Donnerstagmittag, Anfang November in einer Fußgängerzone im Schwarzwald – die Sonne scheint, der Himmel ist knutschblau, es weht ein beinahe warmer Wind und die Straßencafés sind gut gefüllt. Die Eisdielen machen ordentlich Umsatz und es könnte auch ein später Septembertag sein… würde man nicht im erstbesten Kaufhaus VOM KITSCH ERSCHLAGEN!

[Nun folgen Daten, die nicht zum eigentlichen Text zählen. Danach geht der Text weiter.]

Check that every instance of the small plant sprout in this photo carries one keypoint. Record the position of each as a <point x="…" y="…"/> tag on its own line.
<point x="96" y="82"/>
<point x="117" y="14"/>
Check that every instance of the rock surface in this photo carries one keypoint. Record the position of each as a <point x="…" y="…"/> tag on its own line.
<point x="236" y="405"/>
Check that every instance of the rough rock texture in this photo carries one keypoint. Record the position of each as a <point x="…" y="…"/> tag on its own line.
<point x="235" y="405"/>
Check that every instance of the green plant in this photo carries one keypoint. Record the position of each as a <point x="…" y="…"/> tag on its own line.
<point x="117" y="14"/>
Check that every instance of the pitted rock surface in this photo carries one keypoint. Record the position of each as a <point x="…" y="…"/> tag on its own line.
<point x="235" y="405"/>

Weil es so warm draußen ist, stehen die Eingangs-Glas-Türen weit offen, doch die Temperaturen sollen den Kunden nicht darüber hinwegtäuschen, dass eigentlich gleich Weihnachten ist! Um jeden Zweifel daran auszuräumen, haben emsige Dekorateure eine heimelige Winterlandschaft mit Schneespray auf die Türen fabriziert. Wenn man eben jene schon mit einem Stirnrunzeln bedacht hat, haut einen der Rest des Geschäfts erst recht vom Hocker – güldene Lametta-Girlanden hängen in üppigen Bögen von der Decke, jedes Regal ist gekrönt von einem rot-gold-bekugelten Plastiktannenbaum, in der Süßwarenabteilung muss man sich durch glitzerbunte Pappaufsteller voll Schokonikoläusen, Spekulatius und Dominosteinen arbeiten, auf Weihnachtsdekorationsartikel gibt es bereits Rabatt und aus den Lautsprechern dudelt – Achtung – süßer die Glocken nie klingen. Und wer genau zuhört, hört auch, wie der Text weiter geht – „aaahals zur WEIHEINACHTSZEIIIIT!“

… UND WEIHNACHTEN… IST ENDE DEZEMBER VERDAMMT NOCHMAL!